Xingzhi Migrant Art School is a non-profit organization that offers art lessons for the children of migrant workers who otherwise would not have this opportunity. Read more about this organization here.
On Oct. 18th, I received an e-mail from Ma and Wang, who told me about the Chaos’ visit to Xinzhi Art Studio the next day and inquired whether or not I could be there. I have been looking forward to meeting Mr. and Mrs. Chao and was glad to hear the news; I couldn’t wait to share my appreciation for all the help they have provided for children with congenital heart disease. For now, the number of young patients aided with surgery fees is up to 179, which is also the amount of families getting help for their debt.
This was my second time to Xingzhi Art Studio. When I got arrived at 2 pm, the Chaos were chatting pleasantly with Teacher Gu. Upon seeing me, they came and shook hands warmly with me. Mr. Chao is quite a nice and approachable person.
I sent Teacher Gu two picture albums, which were edited, printed, and bound on my own, and received one published by San Francisco Art Association from Mrs. Li.
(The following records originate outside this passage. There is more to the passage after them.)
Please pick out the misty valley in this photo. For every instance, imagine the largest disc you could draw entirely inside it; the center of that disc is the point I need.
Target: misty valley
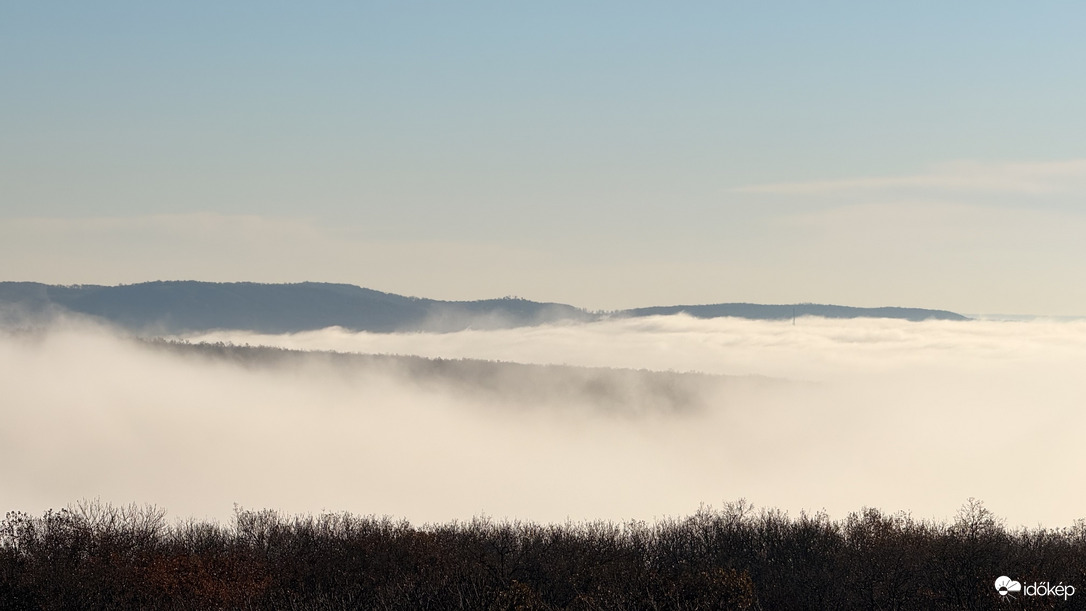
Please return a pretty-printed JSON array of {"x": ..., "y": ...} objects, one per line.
[{"x": 644, "y": 460}]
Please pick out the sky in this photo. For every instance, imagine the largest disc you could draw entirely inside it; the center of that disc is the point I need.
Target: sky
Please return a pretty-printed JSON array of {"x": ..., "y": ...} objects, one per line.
[{"x": 605, "y": 154}]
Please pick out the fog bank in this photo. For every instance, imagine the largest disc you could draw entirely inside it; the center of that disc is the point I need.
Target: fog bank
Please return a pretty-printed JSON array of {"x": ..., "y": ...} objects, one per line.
[{"x": 913, "y": 416}]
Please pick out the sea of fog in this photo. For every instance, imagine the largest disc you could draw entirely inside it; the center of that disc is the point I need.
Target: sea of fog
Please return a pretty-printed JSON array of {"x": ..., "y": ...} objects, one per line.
[{"x": 888, "y": 414}]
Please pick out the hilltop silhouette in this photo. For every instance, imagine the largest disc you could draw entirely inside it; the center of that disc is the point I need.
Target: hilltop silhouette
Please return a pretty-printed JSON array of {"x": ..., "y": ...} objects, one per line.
[{"x": 191, "y": 306}]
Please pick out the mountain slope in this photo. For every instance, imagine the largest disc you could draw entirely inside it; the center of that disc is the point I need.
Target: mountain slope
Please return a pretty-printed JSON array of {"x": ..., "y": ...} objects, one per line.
[{"x": 190, "y": 306}]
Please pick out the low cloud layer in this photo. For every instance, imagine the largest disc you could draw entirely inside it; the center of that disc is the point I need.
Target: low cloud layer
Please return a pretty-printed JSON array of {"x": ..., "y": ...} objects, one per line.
[{"x": 887, "y": 414}]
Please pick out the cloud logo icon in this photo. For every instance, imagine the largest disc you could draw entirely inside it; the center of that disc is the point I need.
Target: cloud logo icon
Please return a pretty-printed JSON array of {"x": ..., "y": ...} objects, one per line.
[{"x": 1006, "y": 585}]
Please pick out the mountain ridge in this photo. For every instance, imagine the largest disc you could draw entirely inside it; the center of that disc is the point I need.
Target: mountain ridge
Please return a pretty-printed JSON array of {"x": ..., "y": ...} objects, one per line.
[{"x": 180, "y": 306}]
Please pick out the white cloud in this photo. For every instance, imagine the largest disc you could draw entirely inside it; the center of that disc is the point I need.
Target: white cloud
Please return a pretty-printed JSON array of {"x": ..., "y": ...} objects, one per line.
[{"x": 898, "y": 416}]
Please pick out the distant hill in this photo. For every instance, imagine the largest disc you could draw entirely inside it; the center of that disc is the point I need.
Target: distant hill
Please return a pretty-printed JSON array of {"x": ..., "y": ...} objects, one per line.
[
  {"x": 190, "y": 306},
  {"x": 759, "y": 312}
]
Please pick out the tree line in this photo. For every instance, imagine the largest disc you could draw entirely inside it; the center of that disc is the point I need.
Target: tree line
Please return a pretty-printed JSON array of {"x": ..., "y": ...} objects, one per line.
[{"x": 98, "y": 556}]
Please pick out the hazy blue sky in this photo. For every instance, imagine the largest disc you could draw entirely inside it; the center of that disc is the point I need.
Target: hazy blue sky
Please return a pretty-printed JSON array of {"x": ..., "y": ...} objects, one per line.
[{"x": 608, "y": 154}]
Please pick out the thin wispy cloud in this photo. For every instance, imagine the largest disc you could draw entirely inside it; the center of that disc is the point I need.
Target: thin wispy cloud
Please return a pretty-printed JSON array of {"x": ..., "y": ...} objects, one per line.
[{"x": 1024, "y": 178}]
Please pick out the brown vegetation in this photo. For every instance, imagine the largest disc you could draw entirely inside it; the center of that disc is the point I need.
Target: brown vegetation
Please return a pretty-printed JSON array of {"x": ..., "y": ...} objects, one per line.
[{"x": 101, "y": 557}]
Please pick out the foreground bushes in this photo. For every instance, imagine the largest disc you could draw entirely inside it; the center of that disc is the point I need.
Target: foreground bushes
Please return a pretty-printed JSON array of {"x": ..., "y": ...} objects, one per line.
[{"x": 101, "y": 557}]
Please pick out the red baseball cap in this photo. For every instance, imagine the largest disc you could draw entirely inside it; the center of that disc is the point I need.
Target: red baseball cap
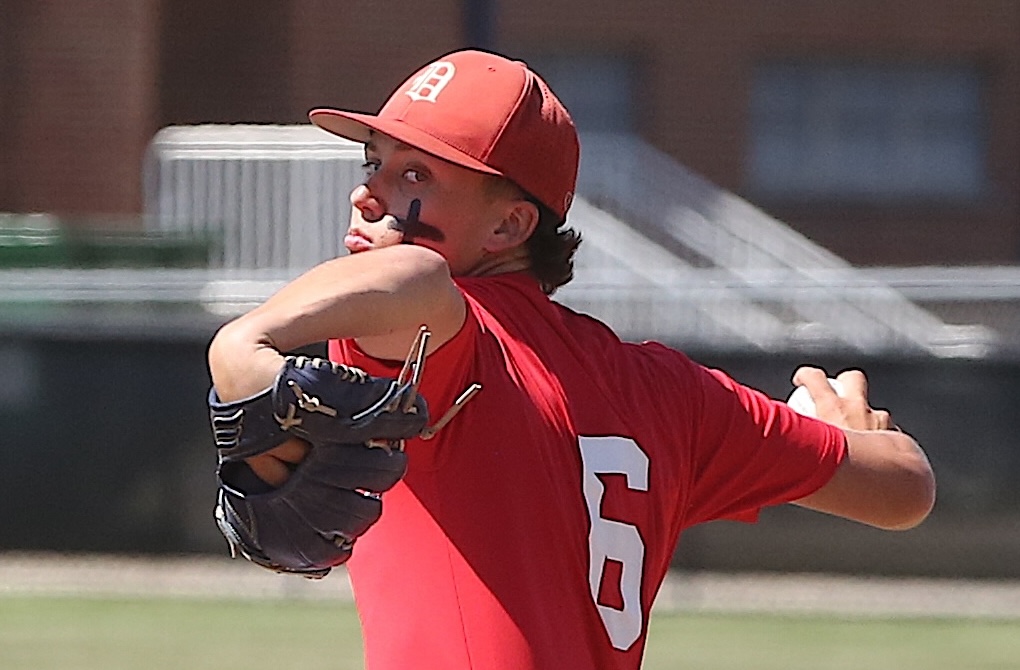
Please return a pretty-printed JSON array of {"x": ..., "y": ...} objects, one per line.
[{"x": 481, "y": 111}]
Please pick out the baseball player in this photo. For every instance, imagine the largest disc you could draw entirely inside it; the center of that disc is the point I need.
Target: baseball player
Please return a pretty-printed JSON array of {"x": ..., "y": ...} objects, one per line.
[{"x": 534, "y": 527}]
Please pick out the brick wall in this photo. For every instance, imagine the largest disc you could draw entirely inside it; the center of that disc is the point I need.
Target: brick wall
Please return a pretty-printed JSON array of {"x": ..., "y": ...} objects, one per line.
[
  {"x": 86, "y": 84},
  {"x": 79, "y": 107}
]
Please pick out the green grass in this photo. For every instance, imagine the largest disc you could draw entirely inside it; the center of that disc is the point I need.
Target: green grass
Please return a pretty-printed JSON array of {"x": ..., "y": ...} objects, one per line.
[{"x": 79, "y": 633}]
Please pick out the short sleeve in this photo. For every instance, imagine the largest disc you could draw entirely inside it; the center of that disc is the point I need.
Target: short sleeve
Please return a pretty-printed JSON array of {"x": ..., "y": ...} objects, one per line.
[{"x": 751, "y": 452}]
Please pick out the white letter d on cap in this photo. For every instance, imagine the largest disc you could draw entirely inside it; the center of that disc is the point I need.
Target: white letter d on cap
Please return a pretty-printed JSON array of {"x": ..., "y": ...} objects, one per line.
[{"x": 430, "y": 83}]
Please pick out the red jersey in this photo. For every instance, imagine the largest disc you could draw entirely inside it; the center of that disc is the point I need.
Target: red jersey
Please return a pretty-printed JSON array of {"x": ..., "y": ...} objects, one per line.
[{"x": 534, "y": 529}]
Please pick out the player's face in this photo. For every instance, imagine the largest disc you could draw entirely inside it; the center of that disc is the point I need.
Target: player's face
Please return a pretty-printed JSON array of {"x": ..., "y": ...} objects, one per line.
[{"x": 453, "y": 214}]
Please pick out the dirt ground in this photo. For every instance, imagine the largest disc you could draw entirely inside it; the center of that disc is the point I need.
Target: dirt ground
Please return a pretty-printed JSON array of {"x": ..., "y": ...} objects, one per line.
[{"x": 206, "y": 576}]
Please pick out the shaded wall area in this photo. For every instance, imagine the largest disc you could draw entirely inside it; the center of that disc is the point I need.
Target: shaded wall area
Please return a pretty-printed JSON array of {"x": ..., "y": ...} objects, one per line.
[{"x": 105, "y": 448}]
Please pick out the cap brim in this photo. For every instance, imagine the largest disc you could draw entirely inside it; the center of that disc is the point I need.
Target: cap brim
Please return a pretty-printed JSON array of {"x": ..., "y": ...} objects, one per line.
[{"x": 357, "y": 126}]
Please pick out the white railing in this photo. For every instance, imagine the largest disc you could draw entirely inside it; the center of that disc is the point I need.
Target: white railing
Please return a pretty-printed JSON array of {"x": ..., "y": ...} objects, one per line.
[{"x": 666, "y": 253}]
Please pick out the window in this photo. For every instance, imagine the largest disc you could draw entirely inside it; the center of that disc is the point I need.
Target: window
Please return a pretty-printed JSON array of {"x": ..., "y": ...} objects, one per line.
[{"x": 865, "y": 132}]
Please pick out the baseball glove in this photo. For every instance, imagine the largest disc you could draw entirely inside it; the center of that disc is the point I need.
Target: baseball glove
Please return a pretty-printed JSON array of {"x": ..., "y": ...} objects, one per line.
[{"x": 356, "y": 424}]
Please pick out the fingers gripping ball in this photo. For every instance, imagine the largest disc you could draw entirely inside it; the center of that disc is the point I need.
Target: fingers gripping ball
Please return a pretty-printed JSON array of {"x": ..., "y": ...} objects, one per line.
[
  {"x": 308, "y": 525},
  {"x": 801, "y": 401}
]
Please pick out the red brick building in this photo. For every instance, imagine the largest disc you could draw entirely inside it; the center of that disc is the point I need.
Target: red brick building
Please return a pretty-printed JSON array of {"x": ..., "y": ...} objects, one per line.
[{"x": 888, "y": 132}]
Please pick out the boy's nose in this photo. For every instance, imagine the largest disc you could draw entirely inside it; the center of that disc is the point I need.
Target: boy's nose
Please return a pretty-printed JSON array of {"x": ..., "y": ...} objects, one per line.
[{"x": 371, "y": 208}]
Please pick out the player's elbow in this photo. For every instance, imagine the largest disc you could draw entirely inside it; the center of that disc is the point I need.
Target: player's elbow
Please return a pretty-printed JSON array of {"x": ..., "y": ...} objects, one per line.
[
  {"x": 885, "y": 481},
  {"x": 908, "y": 488},
  {"x": 914, "y": 500}
]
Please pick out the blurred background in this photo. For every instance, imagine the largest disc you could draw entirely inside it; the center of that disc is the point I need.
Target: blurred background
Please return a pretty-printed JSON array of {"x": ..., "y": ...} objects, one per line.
[{"x": 763, "y": 185}]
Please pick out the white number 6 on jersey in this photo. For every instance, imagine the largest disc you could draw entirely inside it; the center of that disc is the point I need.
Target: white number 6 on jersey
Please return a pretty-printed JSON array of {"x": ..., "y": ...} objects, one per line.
[{"x": 611, "y": 539}]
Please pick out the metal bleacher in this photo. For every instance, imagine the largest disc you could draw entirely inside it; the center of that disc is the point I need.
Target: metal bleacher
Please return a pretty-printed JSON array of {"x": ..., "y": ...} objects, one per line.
[{"x": 666, "y": 254}]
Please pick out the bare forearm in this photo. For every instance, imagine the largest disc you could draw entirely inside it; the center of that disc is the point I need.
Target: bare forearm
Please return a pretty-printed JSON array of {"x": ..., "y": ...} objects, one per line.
[
  {"x": 885, "y": 480},
  {"x": 383, "y": 296}
]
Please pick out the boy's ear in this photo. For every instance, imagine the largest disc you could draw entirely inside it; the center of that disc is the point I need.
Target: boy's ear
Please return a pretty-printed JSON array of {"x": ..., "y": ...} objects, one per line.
[{"x": 518, "y": 222}]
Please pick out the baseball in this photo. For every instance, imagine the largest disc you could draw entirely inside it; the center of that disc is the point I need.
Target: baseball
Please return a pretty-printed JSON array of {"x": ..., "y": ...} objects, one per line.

I am so grateful for the couple, not only for what they have done, but also for their encouragement to volunteers and even their smallest accomplishments.
Actually, the Chaos and volunteers alike have one shared dream: to do as much as they can to support children who are suffering from congenital heart disease and can’t get prompt treatment due to poverty. Besides albums, I also presented Mrs. Li with three 2013 calendars that I had created. If possible, I will prepare more for the children being cared for, as well as their parents.
The Chaos then came to the yard and watched over children, whose parents were migrant workers, as they drew pictures. There, they discussed more details about the development of the studio with Teacher Gu.
The sun went down gradually. Lots of thoughts occurred to me when I saw their figures in the sunset. Nowadays, on one hand, many children in rural-urban communities don’t have access to schools; on the other hand, the problem is far from being solved. Teacher Gu and the Chaos are trying to do something on behalf of themselves. What can we do to help those children with education opportunities when their parents are making contributions to the development of Beijing?
Thus, what NGOs like Transparent Fish Fund has done means quite a lot. I hope we can provide more voluntary service in future!